R ivoluzione. Cambio di rotta. Terremoto. Il Cagliari si lascia alle spalle due pezzi di storia recente, dirigenti di vertice con storie e percorsi differenti. Nessuna correlazione fra le due vicende, ma un solo botto tremendo dopo quello scivolone nel grigiore di Ascoli. All’esterno il rumore è forte, il silenzio ovattato di Assemini smorza a fatica il clamore per le uscite di scena di Capozucca e Passetti.

L’ormai ex direttore sportivo rompe la tradizione pallonara del no comment blindato con una lettera d’addio ai calciatori, mentre l’ex direttore generale conferma la sua linea di riserbo e lascia in silenzio quella che era diventata casa sua negli ultimi otto anni.
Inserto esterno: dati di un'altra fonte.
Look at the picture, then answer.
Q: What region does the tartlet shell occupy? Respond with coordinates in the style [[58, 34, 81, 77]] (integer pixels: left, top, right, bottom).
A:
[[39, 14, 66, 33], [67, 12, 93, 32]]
Ma cosa sta succedendo nel Cagliari? Perché questa onda lunga di negatività dentro un club che, ci assolva la retorica, rappresenta veramente un popolo e una regione? Capozucca, fra i più navigati dirigenti del calcio italiano, non se ne sarebbe mai andato, poteva farlo dopo la retrocessione ma – stringendo un patto con le sue ambizioni – preferì dopo Venezia il percorso della ricostruzione. Passetti era da tempo lontano dagli ingranaggi della prima squadra, dopo aver ballato per anni da braccio destro del presidente, ma il suo lavoro davanti e dietro le quinte (i giovani tifosi, la Unipol a tempo di record, le scelte di marketing, le campagne sociali) ha reso il Cagliari un club che ha fatto scuola. “Nessuna umoralità, solo voglia di rinnovamento”, questo trapela dalle sale di Assemini, alla fine del consiglio di amministrazione di ieri, "abbiamo bisogno di riportare entusiasmo”. La speranza che si sia chiusa una lunga stagione di addii eccellenti è tangibile, il tifoso però è confuso (diciamo così) e capisce poco di equilibri interni.

Tutto questo, mentre si avvicina a grandi passi il famoso pallone, quello che devi mettere nella porta degli avversari già domani pomeriggio, per non rischiare un altro terremoto, un’altra rivoluzione. E ricominciare da capo.